Fixed Assets
The Fixed Assets module lets you plan capital expenditure (CapEx) and model the resulting depreciation, net book value (NBV), and cash flow impact. You define asset categories with depreciation rules, add individual assets, and the module calculates the full depreciation schedule through your forecast period.
This is a scenario-level standalone module — each scenario can have its own asset plan.
When to use Fixed Assets
Use this module when:
- You have existing fixed assets and want depreciation to appear in your P&L forecast
- You're planning new CapEx (equipment, vehicles, leasehold improvements, IT)
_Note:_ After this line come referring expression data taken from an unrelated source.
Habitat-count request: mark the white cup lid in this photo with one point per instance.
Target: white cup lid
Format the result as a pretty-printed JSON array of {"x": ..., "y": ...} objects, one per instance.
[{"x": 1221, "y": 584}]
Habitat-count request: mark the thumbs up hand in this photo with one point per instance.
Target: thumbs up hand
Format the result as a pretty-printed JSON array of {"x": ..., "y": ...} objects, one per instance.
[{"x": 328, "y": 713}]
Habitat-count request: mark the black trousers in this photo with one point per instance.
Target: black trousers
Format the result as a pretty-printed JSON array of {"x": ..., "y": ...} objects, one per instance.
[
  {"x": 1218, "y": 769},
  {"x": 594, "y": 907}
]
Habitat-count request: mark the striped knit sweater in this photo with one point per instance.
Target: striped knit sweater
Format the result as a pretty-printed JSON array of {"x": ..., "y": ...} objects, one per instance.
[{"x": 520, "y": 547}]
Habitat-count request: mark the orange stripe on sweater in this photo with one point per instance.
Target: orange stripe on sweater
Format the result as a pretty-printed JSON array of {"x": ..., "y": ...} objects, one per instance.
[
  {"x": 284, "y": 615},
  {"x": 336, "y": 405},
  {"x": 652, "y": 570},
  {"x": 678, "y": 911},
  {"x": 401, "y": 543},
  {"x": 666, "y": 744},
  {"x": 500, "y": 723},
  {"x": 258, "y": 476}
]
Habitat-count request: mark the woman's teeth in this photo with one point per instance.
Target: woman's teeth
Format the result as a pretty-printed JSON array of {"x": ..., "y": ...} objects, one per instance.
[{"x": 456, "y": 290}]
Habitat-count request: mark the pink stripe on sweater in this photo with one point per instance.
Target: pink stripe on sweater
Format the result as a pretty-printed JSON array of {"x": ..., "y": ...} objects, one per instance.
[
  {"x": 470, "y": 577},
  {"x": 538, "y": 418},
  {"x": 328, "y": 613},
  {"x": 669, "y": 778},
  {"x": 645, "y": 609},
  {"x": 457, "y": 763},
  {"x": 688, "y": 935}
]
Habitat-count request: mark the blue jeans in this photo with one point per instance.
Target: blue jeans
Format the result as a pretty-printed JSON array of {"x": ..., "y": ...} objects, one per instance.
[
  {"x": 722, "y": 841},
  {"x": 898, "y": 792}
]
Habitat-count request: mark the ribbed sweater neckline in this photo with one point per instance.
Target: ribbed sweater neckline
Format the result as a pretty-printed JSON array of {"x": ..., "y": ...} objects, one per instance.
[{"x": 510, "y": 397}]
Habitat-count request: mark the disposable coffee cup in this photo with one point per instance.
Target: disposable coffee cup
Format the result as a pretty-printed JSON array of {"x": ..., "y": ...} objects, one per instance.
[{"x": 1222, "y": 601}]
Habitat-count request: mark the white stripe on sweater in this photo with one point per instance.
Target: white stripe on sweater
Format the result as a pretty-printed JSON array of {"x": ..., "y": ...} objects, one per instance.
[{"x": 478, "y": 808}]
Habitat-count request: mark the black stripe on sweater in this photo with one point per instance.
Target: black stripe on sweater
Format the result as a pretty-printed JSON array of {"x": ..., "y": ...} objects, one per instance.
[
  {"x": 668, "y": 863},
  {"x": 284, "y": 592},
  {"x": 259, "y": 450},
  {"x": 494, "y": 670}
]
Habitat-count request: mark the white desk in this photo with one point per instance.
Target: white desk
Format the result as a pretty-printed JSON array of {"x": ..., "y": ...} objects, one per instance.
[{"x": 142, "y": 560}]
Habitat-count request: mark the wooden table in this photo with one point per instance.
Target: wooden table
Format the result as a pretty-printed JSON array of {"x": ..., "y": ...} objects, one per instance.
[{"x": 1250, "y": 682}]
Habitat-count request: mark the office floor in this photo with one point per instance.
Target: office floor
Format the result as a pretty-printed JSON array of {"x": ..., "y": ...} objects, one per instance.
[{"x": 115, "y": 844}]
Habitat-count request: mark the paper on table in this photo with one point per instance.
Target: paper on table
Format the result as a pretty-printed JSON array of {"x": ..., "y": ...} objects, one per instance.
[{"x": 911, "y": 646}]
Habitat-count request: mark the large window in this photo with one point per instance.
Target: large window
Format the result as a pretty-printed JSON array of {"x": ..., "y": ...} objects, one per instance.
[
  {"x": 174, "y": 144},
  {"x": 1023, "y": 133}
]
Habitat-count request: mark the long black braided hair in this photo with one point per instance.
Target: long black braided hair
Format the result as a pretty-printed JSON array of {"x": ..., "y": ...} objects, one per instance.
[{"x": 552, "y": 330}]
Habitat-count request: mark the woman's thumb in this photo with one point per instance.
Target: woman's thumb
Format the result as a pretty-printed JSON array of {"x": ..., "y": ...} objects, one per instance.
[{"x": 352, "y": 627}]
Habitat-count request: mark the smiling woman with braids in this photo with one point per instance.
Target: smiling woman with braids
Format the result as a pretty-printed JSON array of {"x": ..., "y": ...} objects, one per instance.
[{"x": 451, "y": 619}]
- You want the Balance Sheet and Cash Flow to reflect asset acquisitions and depreciation correctly
Creating the module
- In your Scenario, click Add a budget
- Choose Fixed Assets
- Follow the setup wizard (4 steps)
Step 1 — Introduction
Set the forecast period and choose whether to import existing asset data from a connected integration (if available — Exact Online, Twinfield, and others export fixed asset registers).
Step 2 — Categories
Asset categories group assets with the same depreciation method. Create categories before adding individual assets.
For each category:
| Field | What it defines |
|---|---|
| Category name | E.g. "Vehicles", "IT Equipment", "Leasehold Improvements" |
| Depreciation method | Linear (straight-line) or Degressive (declining balance) |
| Depreciation interval | Monthly, quarterly, or annually |
| Depreciation rate / life | For linear: useful life in months. For degressive: annual % rate |
| Residual value % | The percentage of cost retained at end of life (often 0) |
Depreciation methods
| Method | How it works |
|---|---|
| Linear (straight-line) | Equal depreciation each period. E.g. a €12,000 asset over 36 months = €333/month |
| Degressive (declining balance) | Higher depreciation in early periods, declining over time. Rate applied to NBV each period |
Step 3 — Assets
Add individual assets within their categories:
| Field | What it defines |
|---|---|
| Asset name | E.g. "Company car – BMW 320" |
| Acquisition amount | Purchase price (gross) |
| Residual value | Expected value at end of useful life |
| Acquisition date | When the asset was or will be acquired |
| Depreciation start | When depreciation begins (sometimes different from acquisition) |
| Override depreciation method | Per-asset override of the category default |
| Loan link | Optional — connect a loan from the Loans module to model financed assets |
Linking loans to assets
If an asset is financed via a loan, you can link it to a loan entry in the Loans module. This ties the loan drawdown cash outflow to the asset acquisition date, and splits the depreciation from the financing cash flows cleanly.
Account mappings
At the end of the wizard, assign budget accounts for:
| Entry type | What it maps |
|---|---|
| Capitalisation | Cash outflow when the asset is acquired (investing activities in Cash Flow) |
| Depreciation (Balance Sheet) | Accumulated depreciation contra-account |
| Depreciation (P&L) | Depreciation expense on the income statement |
Output in reports
- P&L → monthly depreciation expense on the designated cost line
- Balance Sheet → gross asset value and accumulated depreciation; NBV = gross – accumulated
- Cash Flow → acquisition price as a cash outflow in investing activities at acquisition date; disposals as inflows
Integration import
If your accounting software exports a fixed asset register (common with Exact Online and Twinfield), the module's introduction step lets you import existing assets directly. This populates the asset list from actuals without manual entry — you then layer planned future acquisitions on top.
For existing assets already in your books, import them via the integration import. For planned future acquisitions, add them manually with a future acquisition date. Both will be included in the depreciation forecast.